CONVENTIONAL THINKING
Elias Howe (1819–1867) was an ordinary craftsman from Massachusetts, one of America’s well-known states. He died at the young age of just 48. Yet he gave the world something that brought a revolution in clothing production. This was the sewing machine, which he invented in 1845.
The machine Howe first built had a needle with the hole near the base, like ordinary hand needles. For thousands of years, people had been putting the hole at the base of the needle, so when Howe designed his sewing machine, he followed the same practice. But because of this, his machine didn’t work properly. At first, it could only stitch shoes. Sewing cloth was not possible on it.
For a long time, Howe struggled with this problem but couldn’t find a solution. Then he had a dream—and that dream gave him the answer. In it, he saw that men from a wild tribe had captured him and ordered him to make a sewing machine within 24 hours or be killed. He tried, but couldn’t finish the machine in time. When the deadline passed, the tribesmen rushed at him with spears. Looking closely, he noticed that each spear had a hole near its tip. As he was staring at this, he woke up. That was the clue he needed.

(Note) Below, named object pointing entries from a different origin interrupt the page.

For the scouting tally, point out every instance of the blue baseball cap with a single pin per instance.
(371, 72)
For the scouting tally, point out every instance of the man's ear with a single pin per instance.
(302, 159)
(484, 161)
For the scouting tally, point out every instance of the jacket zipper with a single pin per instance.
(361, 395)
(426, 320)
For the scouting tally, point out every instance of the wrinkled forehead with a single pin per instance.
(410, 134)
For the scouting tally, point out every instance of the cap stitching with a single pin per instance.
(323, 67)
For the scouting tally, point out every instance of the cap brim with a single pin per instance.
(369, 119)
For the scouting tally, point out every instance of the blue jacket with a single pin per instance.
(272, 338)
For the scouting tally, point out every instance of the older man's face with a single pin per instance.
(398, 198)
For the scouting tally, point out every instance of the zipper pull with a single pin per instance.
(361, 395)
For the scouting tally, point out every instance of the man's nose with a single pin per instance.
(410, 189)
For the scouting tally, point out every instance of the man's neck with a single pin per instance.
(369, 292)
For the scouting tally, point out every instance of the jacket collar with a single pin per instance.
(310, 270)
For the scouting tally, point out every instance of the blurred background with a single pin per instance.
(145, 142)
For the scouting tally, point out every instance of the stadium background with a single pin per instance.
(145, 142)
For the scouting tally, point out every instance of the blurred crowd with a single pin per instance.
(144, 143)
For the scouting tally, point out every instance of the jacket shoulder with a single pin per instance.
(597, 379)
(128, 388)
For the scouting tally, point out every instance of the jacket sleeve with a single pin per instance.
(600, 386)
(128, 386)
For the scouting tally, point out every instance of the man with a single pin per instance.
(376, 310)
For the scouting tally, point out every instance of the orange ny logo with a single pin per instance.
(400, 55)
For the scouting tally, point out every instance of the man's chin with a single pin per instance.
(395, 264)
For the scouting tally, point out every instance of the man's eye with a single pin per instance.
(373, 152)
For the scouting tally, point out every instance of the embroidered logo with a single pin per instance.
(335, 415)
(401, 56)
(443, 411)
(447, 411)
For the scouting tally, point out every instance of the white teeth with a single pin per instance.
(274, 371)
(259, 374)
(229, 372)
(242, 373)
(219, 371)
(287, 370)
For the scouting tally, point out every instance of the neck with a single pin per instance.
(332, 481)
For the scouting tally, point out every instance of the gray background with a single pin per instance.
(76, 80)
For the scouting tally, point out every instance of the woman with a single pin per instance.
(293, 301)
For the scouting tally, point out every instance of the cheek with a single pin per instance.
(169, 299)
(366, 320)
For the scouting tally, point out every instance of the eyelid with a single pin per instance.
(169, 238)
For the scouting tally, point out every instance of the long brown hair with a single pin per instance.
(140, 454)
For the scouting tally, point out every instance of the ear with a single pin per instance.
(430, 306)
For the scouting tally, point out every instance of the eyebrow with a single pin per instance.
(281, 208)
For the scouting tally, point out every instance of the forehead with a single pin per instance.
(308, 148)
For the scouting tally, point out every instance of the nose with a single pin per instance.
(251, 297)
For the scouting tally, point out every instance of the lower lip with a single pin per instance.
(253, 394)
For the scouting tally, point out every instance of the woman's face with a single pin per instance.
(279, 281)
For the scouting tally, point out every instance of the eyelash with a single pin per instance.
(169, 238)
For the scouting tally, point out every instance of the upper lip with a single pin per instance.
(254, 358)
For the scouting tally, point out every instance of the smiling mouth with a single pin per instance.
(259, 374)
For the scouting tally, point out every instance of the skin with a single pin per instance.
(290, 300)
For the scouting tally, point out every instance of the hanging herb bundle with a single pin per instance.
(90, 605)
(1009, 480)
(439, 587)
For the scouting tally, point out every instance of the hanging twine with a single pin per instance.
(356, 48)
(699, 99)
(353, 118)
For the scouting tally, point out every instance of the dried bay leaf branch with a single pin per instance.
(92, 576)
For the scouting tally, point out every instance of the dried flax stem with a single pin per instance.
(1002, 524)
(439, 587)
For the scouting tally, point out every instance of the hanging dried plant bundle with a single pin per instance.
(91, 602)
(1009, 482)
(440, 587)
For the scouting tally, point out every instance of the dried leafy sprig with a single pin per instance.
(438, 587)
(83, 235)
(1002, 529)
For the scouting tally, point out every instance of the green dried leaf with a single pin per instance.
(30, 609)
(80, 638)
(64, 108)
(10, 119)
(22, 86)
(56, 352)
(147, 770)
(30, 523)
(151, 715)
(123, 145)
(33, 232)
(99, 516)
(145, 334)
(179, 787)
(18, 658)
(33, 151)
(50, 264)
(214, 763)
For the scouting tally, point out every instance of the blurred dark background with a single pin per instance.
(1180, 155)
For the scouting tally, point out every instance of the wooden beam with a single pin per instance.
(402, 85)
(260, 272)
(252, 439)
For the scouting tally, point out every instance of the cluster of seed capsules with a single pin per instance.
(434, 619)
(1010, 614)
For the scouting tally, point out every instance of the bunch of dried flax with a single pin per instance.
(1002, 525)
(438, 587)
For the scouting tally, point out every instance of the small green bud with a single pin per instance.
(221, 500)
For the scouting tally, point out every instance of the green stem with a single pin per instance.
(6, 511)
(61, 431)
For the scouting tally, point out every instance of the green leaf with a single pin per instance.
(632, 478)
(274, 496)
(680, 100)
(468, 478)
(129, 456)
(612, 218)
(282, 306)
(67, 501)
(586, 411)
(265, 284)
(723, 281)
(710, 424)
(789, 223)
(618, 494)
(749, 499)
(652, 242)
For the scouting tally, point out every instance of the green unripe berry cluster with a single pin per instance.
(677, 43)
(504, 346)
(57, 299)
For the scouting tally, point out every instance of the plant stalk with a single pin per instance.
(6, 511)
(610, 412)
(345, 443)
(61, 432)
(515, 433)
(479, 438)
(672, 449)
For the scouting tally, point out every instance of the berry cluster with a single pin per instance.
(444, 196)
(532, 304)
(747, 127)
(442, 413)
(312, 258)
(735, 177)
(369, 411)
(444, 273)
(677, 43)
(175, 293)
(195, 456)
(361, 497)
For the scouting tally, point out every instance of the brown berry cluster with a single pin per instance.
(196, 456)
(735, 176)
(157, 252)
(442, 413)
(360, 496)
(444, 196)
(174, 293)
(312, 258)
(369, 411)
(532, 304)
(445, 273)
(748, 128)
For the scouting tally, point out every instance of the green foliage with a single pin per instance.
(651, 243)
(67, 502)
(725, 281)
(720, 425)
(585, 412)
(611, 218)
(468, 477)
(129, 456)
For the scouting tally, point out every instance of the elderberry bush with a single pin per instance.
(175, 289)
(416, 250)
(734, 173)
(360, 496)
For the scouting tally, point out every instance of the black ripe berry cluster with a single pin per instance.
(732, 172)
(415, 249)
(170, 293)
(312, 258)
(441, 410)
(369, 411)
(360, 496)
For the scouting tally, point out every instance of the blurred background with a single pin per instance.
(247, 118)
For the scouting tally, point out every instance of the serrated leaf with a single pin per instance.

He put the hole at the tip of the needle, like the spear, and passed the thread through it. Now the problem was solved. The machine that hadn’t worked with the hole at the top worked perfectly once the hole was moved to the lower side.
Howe’s difficulty was that he couldn’t rise above conventional thinking. He assumed that what people had done for thousands of years must be right. When his subconscious showed him another possibility, he understood at once and solved the problem. When a person throws himself fully into a task, he can discover its hidden secrets in the same way Howe did.